Все чаще хлопала дверь, обдавая Рудакова волнами холодного воздуха. Вскоре собралась вся бригада. На плохоньком столе из грубо отесанных досок накрыли ужин. Все интересовались намывом золота, спрашивали, как платит Миллионный увал.

Рудаков рассказал, что Миллионный увал вновь окрылил старателей. Вчера еще плакались и даже старики кричали — разбегаться надо, проклятый увал все силы вымотал, надоело по старым выработкам лазить и брошенные в старину столбики искать, ведь Миллионный за полвека весь исковыряли. А сегодня забыли старатели, что кляли вчера. Подфартил Миллионный, потому нет ничего лучше его на свете. Другую песню затянули старики: дескать, старатель золото нутром чует, фортуна — родная сестра ему, малость помучает, а никогда не бросит; значит, старатель и должен остаться старателем, как наши отцы и деды.

— А как золота не станет, опять прежнюю песню запоют: «Надоело! Уйдем… Хоть на хозяйские работы». А попадут на обогащенную струю — и на коле мочала, начинай сначала. Я им говорю, что больше двух месяцев на Миллионном нам не работать, все зачистим — и шабаш. И спрашиваю: «Как жить дальше и где артельные планы выполнять будем?» Молчат, о руднике будто и не слышали и, наверное, в душе на фарт надеются, — рассмеялся Рудаков.

— Знамо дело, надеются, ведь бог старателей по особому рецепту сотворил… Чего, паря, греха таить, все мы тоже надеемся, — хитро погрозив ему пальцем, ответил Захарыч.

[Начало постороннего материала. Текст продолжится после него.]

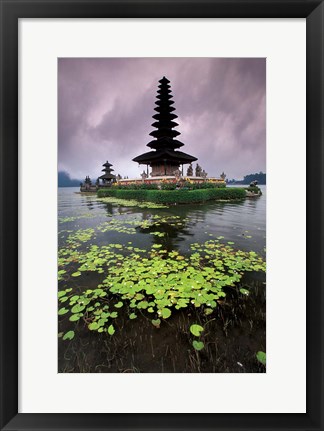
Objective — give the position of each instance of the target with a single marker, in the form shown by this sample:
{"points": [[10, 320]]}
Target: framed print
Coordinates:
{"points": [[137, 295]]}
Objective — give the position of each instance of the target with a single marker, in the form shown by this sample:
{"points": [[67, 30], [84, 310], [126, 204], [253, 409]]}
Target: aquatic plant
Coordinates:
{"points": [[261, 357], [154, 282]]}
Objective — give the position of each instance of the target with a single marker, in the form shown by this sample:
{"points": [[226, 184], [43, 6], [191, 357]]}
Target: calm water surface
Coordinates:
{"points": [[242, 222], [233, 333]]}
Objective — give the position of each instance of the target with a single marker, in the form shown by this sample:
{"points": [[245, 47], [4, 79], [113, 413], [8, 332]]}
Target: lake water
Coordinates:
{"points": [[235, 333], [242, 222]]}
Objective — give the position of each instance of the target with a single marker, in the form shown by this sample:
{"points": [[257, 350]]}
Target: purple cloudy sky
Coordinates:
{"points": [[105, 109]]}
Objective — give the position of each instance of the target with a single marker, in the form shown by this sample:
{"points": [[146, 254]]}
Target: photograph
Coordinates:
{"points": [[161, 215]]}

Наговорились вдосталь и, когда стала тухнуть керосиновая лампа, залегли вповалку на полатях, накрывшись с головой пахучими тулупами. Вскоре раздался дружный храп, и только Рудаков, несмотря на усталость, не мог сомкнуть глаз. Он думал о новом инженере Быковой, с которой его на днях познакомил Степанов. Она чем-то напомнила Зину, разбередила душу. Скажи на милость, пришла на Миллионный, и сразу невесть откуда повалило золото. Легкая рука у нее.

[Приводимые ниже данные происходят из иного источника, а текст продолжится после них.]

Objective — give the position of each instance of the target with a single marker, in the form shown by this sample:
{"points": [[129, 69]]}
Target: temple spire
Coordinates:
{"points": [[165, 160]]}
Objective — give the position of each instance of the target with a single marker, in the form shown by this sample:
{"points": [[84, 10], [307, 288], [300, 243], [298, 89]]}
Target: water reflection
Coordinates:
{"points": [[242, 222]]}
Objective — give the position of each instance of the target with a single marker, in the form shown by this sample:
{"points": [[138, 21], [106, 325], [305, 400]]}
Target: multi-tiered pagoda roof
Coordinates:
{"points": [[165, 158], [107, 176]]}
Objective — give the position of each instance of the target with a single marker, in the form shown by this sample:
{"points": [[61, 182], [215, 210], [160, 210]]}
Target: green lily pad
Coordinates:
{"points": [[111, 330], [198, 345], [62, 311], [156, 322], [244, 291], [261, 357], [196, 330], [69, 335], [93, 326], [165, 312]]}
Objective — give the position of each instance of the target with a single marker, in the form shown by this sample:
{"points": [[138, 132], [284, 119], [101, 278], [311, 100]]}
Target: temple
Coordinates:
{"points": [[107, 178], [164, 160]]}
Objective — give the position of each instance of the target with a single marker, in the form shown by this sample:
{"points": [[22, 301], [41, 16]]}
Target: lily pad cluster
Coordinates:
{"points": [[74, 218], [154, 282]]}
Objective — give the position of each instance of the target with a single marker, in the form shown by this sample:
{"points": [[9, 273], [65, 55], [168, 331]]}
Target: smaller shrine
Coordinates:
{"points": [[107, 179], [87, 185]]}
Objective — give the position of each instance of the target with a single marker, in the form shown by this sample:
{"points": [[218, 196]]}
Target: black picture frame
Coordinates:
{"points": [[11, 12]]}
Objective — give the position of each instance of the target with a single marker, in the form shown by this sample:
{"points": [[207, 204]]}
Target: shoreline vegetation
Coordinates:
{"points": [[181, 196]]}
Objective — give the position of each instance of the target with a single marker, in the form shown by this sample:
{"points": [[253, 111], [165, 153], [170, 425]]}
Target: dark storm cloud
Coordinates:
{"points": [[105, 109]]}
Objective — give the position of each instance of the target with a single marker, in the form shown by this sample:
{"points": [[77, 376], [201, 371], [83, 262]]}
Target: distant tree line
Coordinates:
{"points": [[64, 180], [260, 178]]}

Рудаков повернулся на бок и под визг бушевавшего за ветхой стеной ветра вскоре погрузился в тяжелый сон.

На другой день буран притих; проглянувшее солнце холодно посмотрело на растрепанную тайгу: что понаделал ветер в его отсутствие!

По настоянию Рудакова Захарыч отпустил бригаду в поселок. Людям нужно повидать семьи, помыться в бане, запастись продуктами. А сам Захарыч, наказав через Рудакова Наташе прислать табаку, остался один домовничать в зимовье.

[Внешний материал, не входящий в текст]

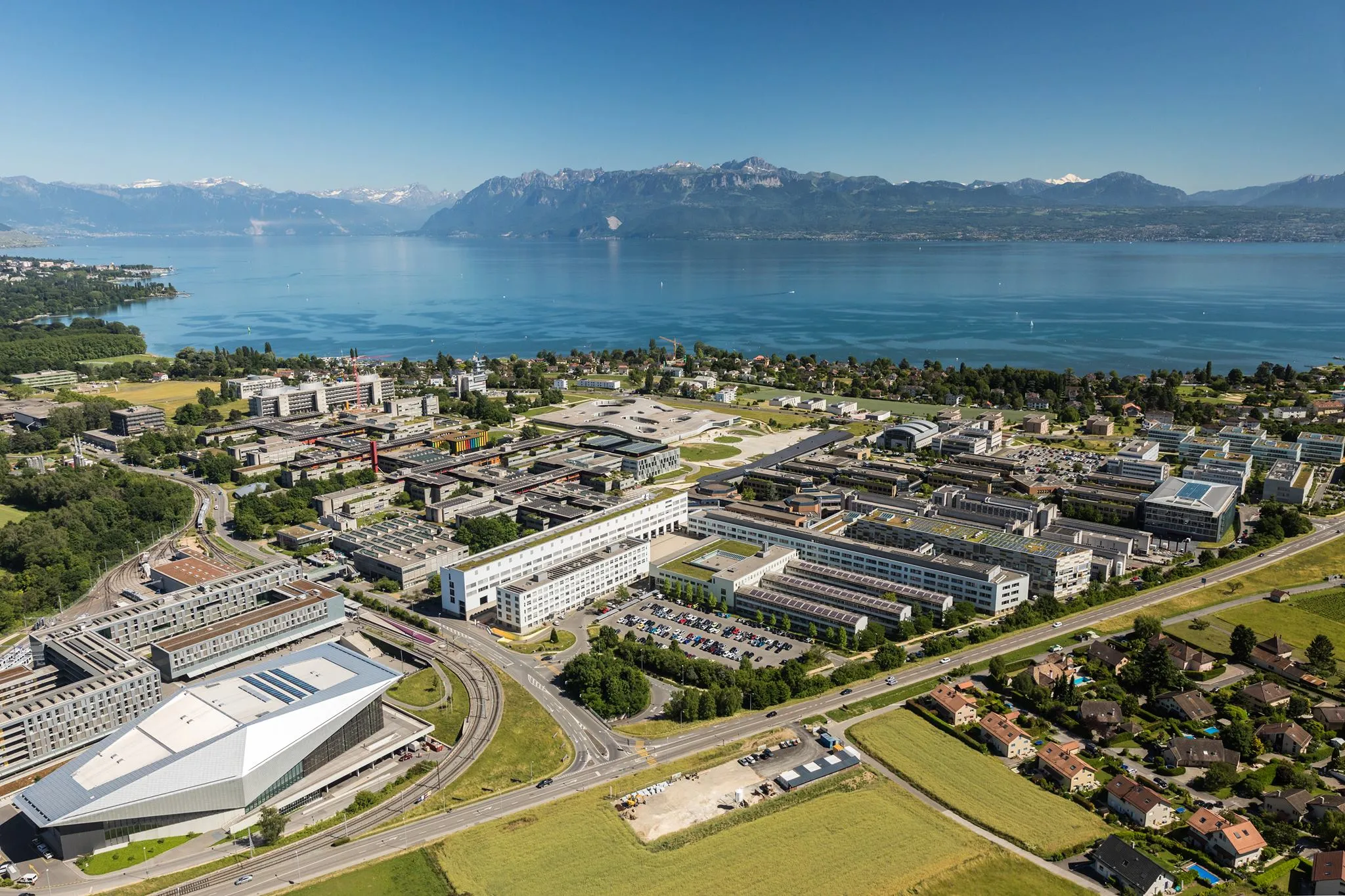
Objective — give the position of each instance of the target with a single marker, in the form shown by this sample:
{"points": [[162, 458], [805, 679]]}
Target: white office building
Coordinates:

Бригадир прошел на лыжах от лесосеки до обрыва. Затесал деревья под порубку, расставил вешки по трассе будущей дороги. У обрыва присел на пень, закурил и задумался. Седой и строгий, долго смотрел выцветшими глазами вниз, где чуть виднелась заснеженная выпуклая линия борта гидравлической канавы.